Vielleicht war das Geheimnis des Hammond-Sounds, dass er nicht perfekt war: kein reiner Sinuston, Übersprechen zwischen den einzelnen Tönen, Verzerrung bei Übersteuerung, Alterungsprozess der verwendeten Bauteile (v.A. Kondensatoren), beschränkter Tonumfang (in den hohen Tonlagen).
Trotzdem war der Klang sehr vielfältig (von "schwurbelnd bis röhrend") und "durchsetzungsfähig".
Wenn Musiker auf einer Orgel spielten, war es meist ein Modell der Firma Hammond (wenn nicht, lag es meistens am Gewicht oder am Preis der Instrumente ;-).

Heute

Mittlerweile sind digitale Logikbausteine so leistungsfähig geworden, dass man damit diese alten Instrumente als physikalisches Modell (sogar mit allen Unzulänglichkeiten, die sie damals hatten) "nachbauen" kann.
Mit der "physical Modelling" Technik lassen sich auch Piano, Violine, Saxophon etc. simulieren, oder "Vintage" Klassiker wie Fender Rohdes E-Pianos, analoge String-Geräte usw., diese kann man in den modernen Keyboards und Digitalpianos alle (wieder) hören.

Technisch werden diese physikalischen Modelle meist mit Digitalen Signalprozessoren (DSPs) oder FPGAs (Field Programmable Gate Arrays) abgebildet. Letztere sind so eine Art digitaler "Universalbaustein", der meist ein paar hunderdtausend logische Zellen enthält, die man programmieren und vernetzen kann. Es ist sogar möglich FPGAs so zu programmieren, dass sie sich wie ein alter Home-Computer verhalten. So könnte man z.B. (auch mehrere), Atari ST oder C64-er parallel betreiben.
Der Hauptvorteil von FPGAs - im Vergleich zu den Prozessoren, die in Notebooks und PCs verbaut werden - ist, dass sie Daten massiv parallel verarbeiten können und damit sehr schnell sind (wenn sie richtig programmiert wurden...).

Was ist HX3 ?

Aus so einem FPGA "Bastelprojekt" der Computer-Zeitschrift c't ist das Soundmodul HX3 entstanden.
Es stellt einen völlig neuen Ansatz in der Tonewheel-Emulation dar (die alten elektromagnetischen Orgeln hatten einen Generator, der aus lauter kleinen "Zahnrädchen" - sog. Tonewheels - bestand, die sich vor kleinen Elektromagneten drehen).

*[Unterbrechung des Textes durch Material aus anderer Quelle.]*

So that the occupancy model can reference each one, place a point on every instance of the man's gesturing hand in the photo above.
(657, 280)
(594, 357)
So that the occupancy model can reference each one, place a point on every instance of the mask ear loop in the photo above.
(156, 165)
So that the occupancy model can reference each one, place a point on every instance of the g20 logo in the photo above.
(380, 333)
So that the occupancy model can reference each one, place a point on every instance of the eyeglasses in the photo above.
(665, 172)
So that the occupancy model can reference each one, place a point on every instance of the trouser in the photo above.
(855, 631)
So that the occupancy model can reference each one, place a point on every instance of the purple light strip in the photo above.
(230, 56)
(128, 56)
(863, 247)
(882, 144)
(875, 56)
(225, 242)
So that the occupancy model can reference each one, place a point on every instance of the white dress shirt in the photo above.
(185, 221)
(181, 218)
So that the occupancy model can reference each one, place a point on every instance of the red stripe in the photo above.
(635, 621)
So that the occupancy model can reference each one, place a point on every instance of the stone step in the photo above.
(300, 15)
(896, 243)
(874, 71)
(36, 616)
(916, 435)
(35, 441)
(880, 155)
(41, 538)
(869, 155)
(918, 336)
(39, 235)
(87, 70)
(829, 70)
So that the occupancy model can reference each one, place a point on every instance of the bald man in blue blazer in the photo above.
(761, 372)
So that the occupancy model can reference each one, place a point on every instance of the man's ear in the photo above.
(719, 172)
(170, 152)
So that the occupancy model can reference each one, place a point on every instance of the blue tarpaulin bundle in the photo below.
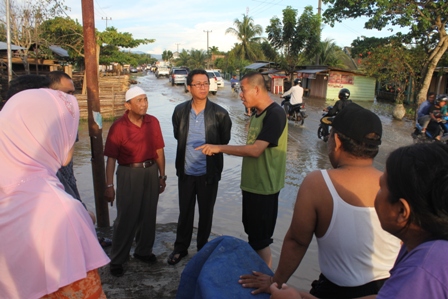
(214, 271)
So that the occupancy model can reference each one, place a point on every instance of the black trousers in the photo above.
(324, 288)
(190, 189)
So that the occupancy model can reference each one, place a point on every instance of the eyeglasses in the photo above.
(200, 85)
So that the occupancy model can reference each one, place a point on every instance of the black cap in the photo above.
(357, 122)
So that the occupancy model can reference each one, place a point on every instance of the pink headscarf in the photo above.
(47, 239)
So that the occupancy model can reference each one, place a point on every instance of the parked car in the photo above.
(220, 79)
(162, 72)
(213, 89)
(178, 76)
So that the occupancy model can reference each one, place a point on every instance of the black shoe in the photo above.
(172, 260)
(116, 270)
(148, 259)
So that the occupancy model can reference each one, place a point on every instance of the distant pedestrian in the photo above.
(135, 141)
(196, 122)
(264, 163)
(48, 242)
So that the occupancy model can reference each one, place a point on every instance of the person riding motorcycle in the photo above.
(233, 80)
(296, 96)
(344, 95)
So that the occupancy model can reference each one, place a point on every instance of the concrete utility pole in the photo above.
(94, 113)
(106, 19)
(8, 41)
(319, 12)
(208, 49)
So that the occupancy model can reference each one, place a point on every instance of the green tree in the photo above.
(393, 65)
(269, 51)
(331, 55)
(68, 34)
(198, 59)
(167, 55)
(361, 46)
(425, 20)
(247, 34)
(184, 56)
(65, 32)
(214, 50)
(297, 39)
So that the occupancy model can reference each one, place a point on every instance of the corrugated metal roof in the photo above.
(312, 71)
(4, 46)
(256, 65)
(59, 51)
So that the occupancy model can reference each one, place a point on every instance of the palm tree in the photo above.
(248, 34)
(214, 50)
(197, 59)
(184, 56)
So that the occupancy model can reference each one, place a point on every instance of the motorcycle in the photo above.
(236, 88)
(323, 131)
(294, 112)
(429, 136)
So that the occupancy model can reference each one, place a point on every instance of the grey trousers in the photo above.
(136, 199)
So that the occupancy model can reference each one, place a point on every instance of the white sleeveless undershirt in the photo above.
(355, 249)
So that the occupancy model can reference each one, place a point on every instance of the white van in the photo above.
(213, 88)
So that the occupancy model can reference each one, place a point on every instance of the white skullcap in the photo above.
(133, 92)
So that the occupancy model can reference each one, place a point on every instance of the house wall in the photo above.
(441, 82)
(317, 88)
(361, 88)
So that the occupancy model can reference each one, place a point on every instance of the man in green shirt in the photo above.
(264, 163)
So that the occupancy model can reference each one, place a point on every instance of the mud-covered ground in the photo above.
(141, 281)
(305, 154)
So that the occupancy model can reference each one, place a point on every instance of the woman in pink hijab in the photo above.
(48, 245)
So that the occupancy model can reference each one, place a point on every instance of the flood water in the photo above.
(305, 153)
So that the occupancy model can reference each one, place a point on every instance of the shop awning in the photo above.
(59, 51)
(306, 71)
(4, 47)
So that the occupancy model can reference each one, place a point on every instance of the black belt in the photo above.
(145, 164)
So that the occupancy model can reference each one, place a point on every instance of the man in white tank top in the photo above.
(337, 206)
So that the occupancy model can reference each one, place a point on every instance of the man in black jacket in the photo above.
(197, 122)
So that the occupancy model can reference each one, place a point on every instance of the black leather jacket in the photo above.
(217, 131)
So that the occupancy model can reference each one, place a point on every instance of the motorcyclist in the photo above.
(344, 95)
(436, 124)
(423, 117)
(296, 93)
(233, 80)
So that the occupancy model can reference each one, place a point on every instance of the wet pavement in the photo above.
(305, 153)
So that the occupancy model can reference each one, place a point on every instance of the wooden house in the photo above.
(326, 82)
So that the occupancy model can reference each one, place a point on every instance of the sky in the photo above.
(176, 25)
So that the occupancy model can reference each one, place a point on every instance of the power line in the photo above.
(208, 50)
(106, 19)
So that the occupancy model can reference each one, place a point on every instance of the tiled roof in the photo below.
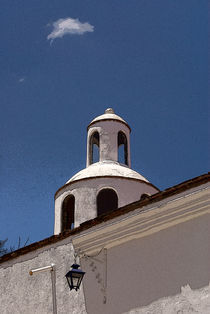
(147, 200)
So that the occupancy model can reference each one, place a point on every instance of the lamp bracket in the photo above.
(101, 277)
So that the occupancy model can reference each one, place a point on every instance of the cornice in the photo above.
(145, 222)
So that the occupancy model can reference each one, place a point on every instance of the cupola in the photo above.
(107, 182)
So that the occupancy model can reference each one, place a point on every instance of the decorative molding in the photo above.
(140, 223)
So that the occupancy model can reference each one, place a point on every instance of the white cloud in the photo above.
(62, 27)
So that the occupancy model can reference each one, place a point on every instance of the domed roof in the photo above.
(108, 115)
(107, 169)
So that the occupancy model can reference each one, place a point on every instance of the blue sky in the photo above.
(64, 62)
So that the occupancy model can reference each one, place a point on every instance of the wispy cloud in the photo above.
(66, 26)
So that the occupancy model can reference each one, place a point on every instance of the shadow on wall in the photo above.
(145, 270)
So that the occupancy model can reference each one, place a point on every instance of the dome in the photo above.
(107, 169)
(108, 115)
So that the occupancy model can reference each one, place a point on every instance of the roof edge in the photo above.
(181, 187)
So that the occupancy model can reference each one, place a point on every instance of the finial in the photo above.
(109, 110)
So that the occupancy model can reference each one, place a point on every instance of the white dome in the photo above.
(106, 168)
(108, 115)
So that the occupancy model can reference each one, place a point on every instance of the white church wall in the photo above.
(188, 301)
(148, 273)
(24, 294)
(85, 193)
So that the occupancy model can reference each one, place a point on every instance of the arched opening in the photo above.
(94, 148)
(107, 200)
(122, 148)
(67, 222)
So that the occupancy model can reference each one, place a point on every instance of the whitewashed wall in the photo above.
(148, 275)
(21, 293)
(85, 193)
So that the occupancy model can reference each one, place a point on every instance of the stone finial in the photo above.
(109, 110)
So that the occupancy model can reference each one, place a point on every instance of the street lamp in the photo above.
(74, 277)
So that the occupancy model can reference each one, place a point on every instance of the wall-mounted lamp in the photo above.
(74, 277)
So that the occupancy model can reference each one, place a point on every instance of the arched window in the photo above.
(122, 148)
(94, 148)
(67, 222)
(107, 200)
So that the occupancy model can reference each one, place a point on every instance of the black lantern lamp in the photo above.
(74, 277)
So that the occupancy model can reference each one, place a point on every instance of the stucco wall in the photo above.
(21, 293)
(188, 301)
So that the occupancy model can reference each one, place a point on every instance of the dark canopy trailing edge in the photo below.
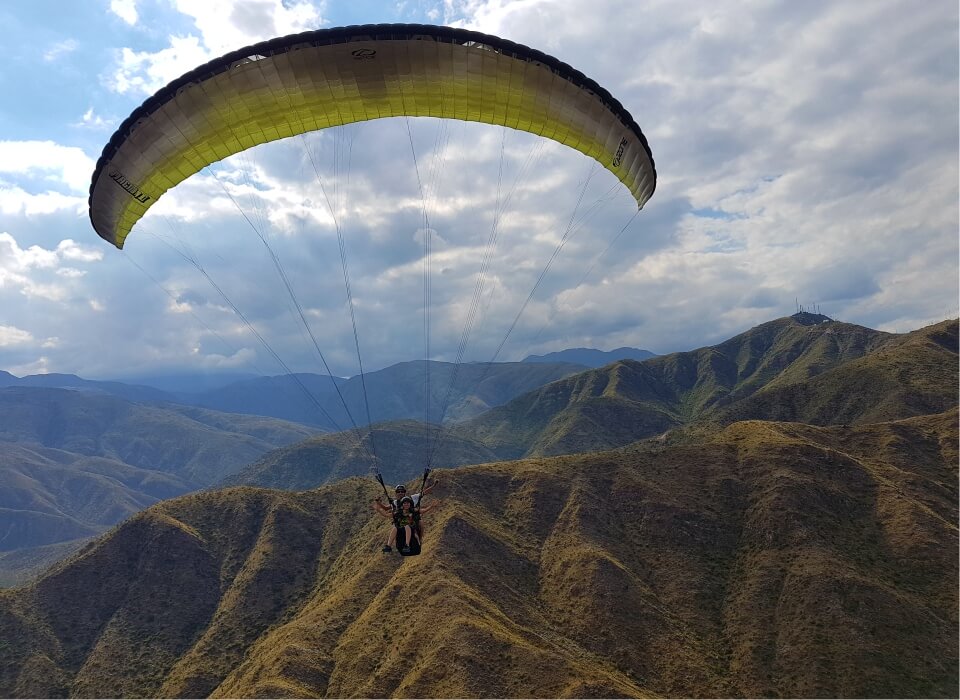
(304, 82)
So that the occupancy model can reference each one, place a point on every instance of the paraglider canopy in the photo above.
(310, 81)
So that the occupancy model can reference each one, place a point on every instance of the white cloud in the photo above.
(60, 48)
(92, 120)
(125, 10)
(14, 200)
(66, 165)
(25, 269)
(10, 336)
(69, 249)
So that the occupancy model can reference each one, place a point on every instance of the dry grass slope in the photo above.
(774, 559)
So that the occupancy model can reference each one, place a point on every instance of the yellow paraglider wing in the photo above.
(315, 80)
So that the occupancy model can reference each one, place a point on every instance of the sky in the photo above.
(806, 153)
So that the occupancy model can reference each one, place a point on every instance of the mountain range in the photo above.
(775, 515)
(589, 357)
(805, 368)
(772, 559)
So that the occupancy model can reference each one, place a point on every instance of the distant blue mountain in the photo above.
(588, 357)
(130, 392)
(188, 383)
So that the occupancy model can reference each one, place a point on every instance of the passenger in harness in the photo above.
(386, 511)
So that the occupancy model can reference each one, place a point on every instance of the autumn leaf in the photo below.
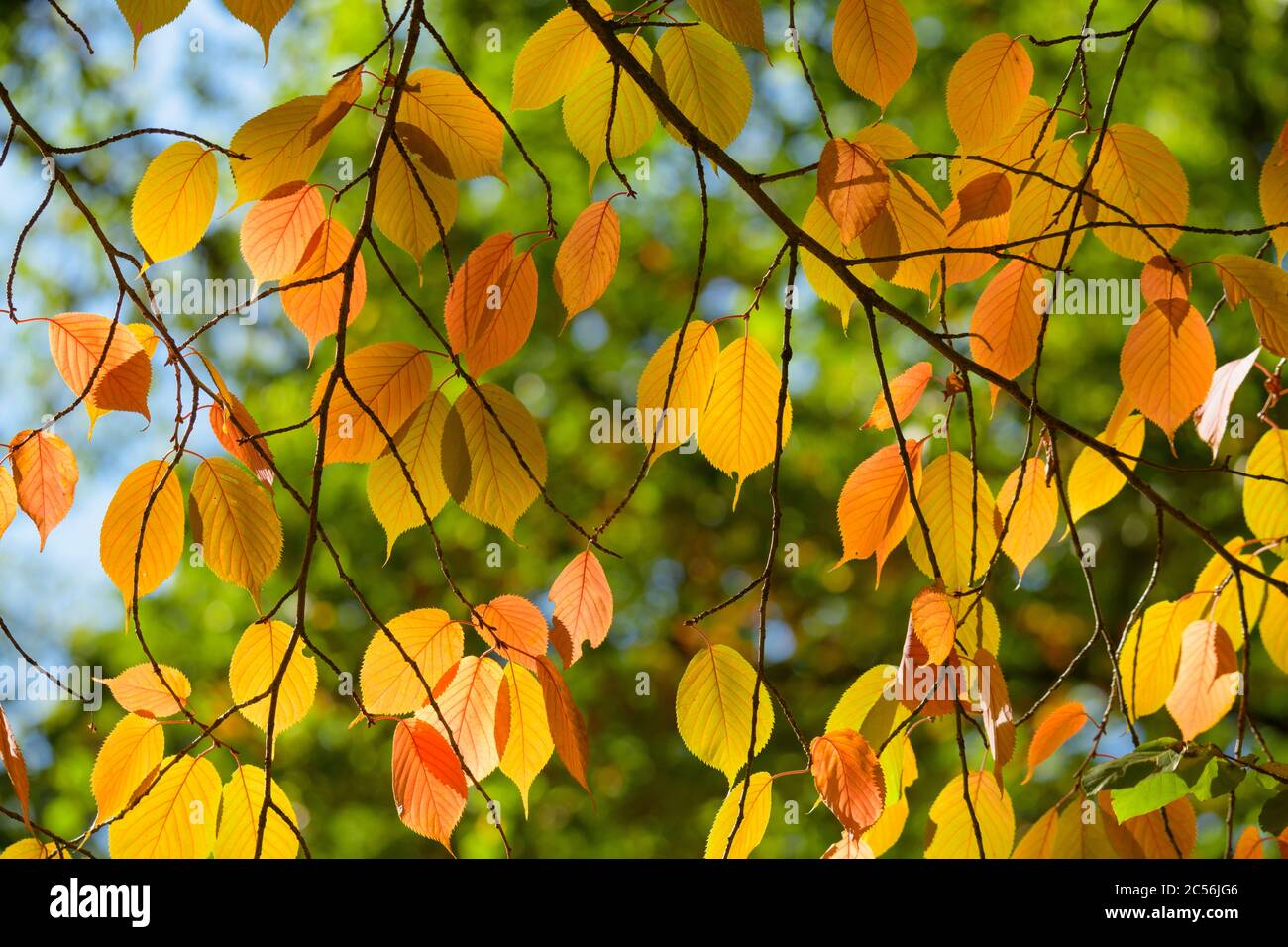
(874, 47)
(482, 468)
(175, 818)
(429, 785)
(583, 603)
(390, 380)
(588, 258)
(175, 200)
(275, 231)
(739, 425)
(712, 709)
(316, 307)
(239, 818)
(755, 810)
(1140, 175)
(849, 779)
(141, 689)
(102, 361)
(44, 478)
(706, 80)
(142, 535)
(1055, 731)
(987, 89)
(1207, 680)
(1167, 365)
(853, 184)
(256, 667)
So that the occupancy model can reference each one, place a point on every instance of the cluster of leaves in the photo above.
(1022, 197)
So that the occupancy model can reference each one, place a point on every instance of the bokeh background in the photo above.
(1207, 77)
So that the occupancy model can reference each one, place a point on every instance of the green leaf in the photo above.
(1151, 792)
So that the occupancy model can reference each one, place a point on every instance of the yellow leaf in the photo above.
(239, 818)
(314, 307)
(44, 478)
(1037, 508)
(695, 360)
(391, 380)
(738, 20)
(738, 428)
(583, 603)
(874, 47)
(987, 89)
(1008, 318)
(419, 444)
(175, 200)
(910, 223)
(1265, 286)
(1138, 174)
(141, 690)
(1224, 608)
(262, 14)
(481, 467)
(874, 509)
(712, 709)
(1274, 622)
(429, 785)
(960, 536)
(588, 258)
(706, 80)
(954, 832)
(129, 754)
(402, 213)
(755, 818)
(529, 744)
(117, 380)
(257, 661)
(490, 303)
(146, 16)
(277, 149)
(468, 703)
(443, 107)
(430, 639)
(853, 184)
(8, 499)
(124, 539)
(1167, 365)
(1094, 480)
(1146, 661)
(1265, 502)
(1207, 680)
(275, 231)
(554, 58)
(589, 103)
(175, 818)
(1274, 191)
(235, 521)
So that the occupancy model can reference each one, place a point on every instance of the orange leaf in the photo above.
(1055, 729)
(567, 725)
(429, 785)
(77, 342)
(44, 475)
(490, 304)
(583, 603)
(849, 779)
(1167, 365)
(906, 390)
(588, 258)
(853, 184)
(277, 230)
(1207, 680)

Man kann die kleine HX3-Platine in eine bestehende Orgel oder in ein Keyboard einbauen oder als Expander über MIDI ansteuern.
Der Charme an diesem Modul ist, dass es sehr detailgetreu alle Features einer Hammond B3 nachbildet. Vom 6-stufigen Vibratoschalter, über eine (Röhren) Leslie-Vorverstärker, die 24 Preset Klänge, den 3 Hall-Programmen, bis zum Anschluss von zwei original Hammond-Zugriegel Sets für jedes (!) Manual.
Im Grunde eignet es sich durch seine Vielseitigkeit besonders für Musiker (die sich früher keine B3 leisten konnten oder die mittlerweile Rückenprobleme haben ;-).

Der Entwickler dieses Boards ist der c't Redakteur Carsten Meyer, der viel Erfahrung mit Hammond Orgeln mitbringt, da er diese früher repariert und getuned hat.
Wie bei vielen guten Produkten kommen hier zwei Dinge zusammen: sehr gutes technisches Know-How, was die verwendeten elektronischen Bauelemente angeht, plus jahrelange Erfahrung mit den alten Hammond Orgel Modellen.

Es gibt natürlich noch andere "Hammond-Clones", von Korg, Roland und sogar von Hammond-Suzuki selber, die meiner Meinung nach aber klanglich nicht an den HX3 herankommen.
Wenn er nicht über MIDI betrieben wird, hat man ein sehr direktes Spielgefühl und die Anzahl der gleichzeitig spielbaren Tasten ist unbeschränkt (so wie bei den Original Hammonds auch). Wie hat jemand so schön geschrieben: "Es fühlt sich gut an."
Werden Tastaturen des Herstellers Fatar verwendet, wird der HX3 sogar anschlagdynamisch! Für die Orgel selbst ist das naturgemäss nicht so wichtig und wurde nur sehr dezent implementiert, aber man kann sehr gut (über MIDI) andere Sounds dynamisch spielen.